The Texas Municipal League signed on to the comment letter (PDF) of Texas Fair Lending Alliance to the Consumer Financial Protection Bureau (CFPB). The Fair Lending Alliance is a coalition of religious, charitable, and civic groups that seek to end the cycle of debt cause by payday and auto title lending. The letter supports the CFPB proposed payday and auto title lending rules, and it seeks clarification that local ordinances are not preempted. Along with the comment letter, the Fair Lending Alliance also submitted supporting resolutions (PDF) and recent borrower stories (PDF).

September 13, 2016

The City of Dallas has prepared draft comments (PDF) to the federal Consumer Finance Protection Bureau proposed rules, discussed in the June 8, 2016 Update.

June 17, 2016

In December 2015, ACE Cash Express (ACE) filed a petition for review with the Supreme Court. The petition came after an appellate court’s dismissal of ACE’s attempt to invalidate the City of Denton’s payday lending ordinance. ACE initially filed a suit against the city in a civil court, arguing that the ordinance exceeded the city’s police power, violated due process, and exceeded the city’s constitutional authority. The trial court determined that it did not have jurisdiction over the lawsuit, and that the proper place to challenge a criminal ordinance is a criminal court, not a civil court. ACE appealed the trial court’s decision to the Fort Worth Court of Appeals, which also ruled in favor of the city and dismissed the case.
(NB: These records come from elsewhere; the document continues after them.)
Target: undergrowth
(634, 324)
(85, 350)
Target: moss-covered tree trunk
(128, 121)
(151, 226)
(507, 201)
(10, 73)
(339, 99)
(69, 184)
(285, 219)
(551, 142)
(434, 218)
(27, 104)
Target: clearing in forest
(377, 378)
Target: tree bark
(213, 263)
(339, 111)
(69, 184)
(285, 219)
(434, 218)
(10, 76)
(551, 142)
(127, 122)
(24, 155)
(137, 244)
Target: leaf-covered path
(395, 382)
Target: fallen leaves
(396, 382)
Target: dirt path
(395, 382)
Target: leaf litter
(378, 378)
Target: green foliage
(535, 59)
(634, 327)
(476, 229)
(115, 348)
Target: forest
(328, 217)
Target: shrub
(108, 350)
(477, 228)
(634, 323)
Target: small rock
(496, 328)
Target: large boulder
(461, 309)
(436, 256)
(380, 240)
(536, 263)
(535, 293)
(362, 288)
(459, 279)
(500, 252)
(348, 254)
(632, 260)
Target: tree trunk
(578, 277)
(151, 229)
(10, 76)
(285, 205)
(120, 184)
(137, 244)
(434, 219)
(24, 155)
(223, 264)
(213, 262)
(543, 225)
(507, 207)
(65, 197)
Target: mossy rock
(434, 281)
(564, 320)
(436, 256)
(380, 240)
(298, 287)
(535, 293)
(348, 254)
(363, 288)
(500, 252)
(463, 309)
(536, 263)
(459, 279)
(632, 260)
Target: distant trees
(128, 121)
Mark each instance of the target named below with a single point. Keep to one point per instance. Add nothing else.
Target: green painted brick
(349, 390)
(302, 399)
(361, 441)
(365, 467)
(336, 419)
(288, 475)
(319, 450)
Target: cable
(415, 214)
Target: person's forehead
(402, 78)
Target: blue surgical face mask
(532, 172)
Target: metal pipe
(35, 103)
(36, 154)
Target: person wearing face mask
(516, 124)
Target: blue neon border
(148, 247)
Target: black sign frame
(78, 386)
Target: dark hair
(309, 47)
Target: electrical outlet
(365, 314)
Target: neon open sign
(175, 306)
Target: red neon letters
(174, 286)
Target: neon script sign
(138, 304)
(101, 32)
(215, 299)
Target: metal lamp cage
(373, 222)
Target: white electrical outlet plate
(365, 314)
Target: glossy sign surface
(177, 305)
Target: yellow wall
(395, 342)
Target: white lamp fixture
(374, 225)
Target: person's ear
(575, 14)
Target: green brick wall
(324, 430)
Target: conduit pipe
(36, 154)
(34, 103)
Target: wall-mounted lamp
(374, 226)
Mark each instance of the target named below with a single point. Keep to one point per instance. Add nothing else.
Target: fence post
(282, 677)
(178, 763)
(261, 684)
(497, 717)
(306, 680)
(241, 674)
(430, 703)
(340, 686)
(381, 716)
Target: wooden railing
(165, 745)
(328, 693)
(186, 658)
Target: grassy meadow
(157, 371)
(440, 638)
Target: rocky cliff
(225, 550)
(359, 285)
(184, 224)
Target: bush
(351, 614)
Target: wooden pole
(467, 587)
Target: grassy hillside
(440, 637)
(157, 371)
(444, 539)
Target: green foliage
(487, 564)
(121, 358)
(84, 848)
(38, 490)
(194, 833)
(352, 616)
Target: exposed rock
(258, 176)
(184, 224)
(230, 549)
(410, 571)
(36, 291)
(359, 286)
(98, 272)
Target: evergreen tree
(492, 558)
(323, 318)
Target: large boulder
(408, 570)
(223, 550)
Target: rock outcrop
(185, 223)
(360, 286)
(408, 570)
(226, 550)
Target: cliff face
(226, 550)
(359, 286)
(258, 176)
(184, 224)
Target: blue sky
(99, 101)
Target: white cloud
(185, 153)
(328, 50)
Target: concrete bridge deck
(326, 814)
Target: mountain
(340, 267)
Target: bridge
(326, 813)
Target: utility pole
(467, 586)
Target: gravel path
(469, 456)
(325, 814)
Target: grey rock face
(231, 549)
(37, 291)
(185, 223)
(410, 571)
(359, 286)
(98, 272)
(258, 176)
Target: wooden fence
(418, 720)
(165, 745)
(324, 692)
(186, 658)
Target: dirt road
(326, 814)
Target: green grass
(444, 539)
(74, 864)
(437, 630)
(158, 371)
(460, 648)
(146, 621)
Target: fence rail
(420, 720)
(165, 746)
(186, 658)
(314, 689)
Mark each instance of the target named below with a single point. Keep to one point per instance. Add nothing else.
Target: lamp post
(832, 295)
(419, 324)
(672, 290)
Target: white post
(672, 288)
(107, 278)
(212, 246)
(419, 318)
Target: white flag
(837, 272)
In its petition for review, ACE contended that its lawsuit fits within an exception to the general rule that a criminal ordinance should be challenged only in criminal court. Ace relied on a Texas Supreme Court decision from 1894 to do so. Further, because the city has not prosecuted ACE in municipal court, ACE argued that it has no other way to challenge the city ordinance than in civil court. In short, ACE argued that the appellate court erred because it distinguished ACE’s justification for a lawsuit from the facts in the 1894 decision, and that the Supreme Court should step in to clarify the impact of its previous decision.

On June 16, the Supreme Court denied ACE’s petition for review, which essentially ends the current lawsuit in favor of the city.

June 8, 2016

On June 2nd, the Consumer Finance Protection Bureau (CFPB) proposed a rule to crack down on payday and auto title lending practices across the country. Specifically, the proposal seeks to safeguard consumers from taking on debt they cannot afford by:

  • Requiring lenders to determine a consumer’s ability to pay before providing a loan
  • Limiting repeat-borrowing for certain short-term loans
  • Authorizing less-risky long-term lending options as a substitute for traditional payday and auto title loans
  • Requiring lenders to give consumers written notice before debiting their bank account for payment, and requiring consumer’s permission after two failed attempts to debit the consumer’s bank account

Comments on the proposed rule are due by September 14, 2016. More details on the CFPB’s proposed rule, including the text of the rule itself, can be found here. Additionally, this article from the Temple Daily Telegram provides a good overview of the regulatory landscape in Texas in light of the CFPB’s new rule proposal.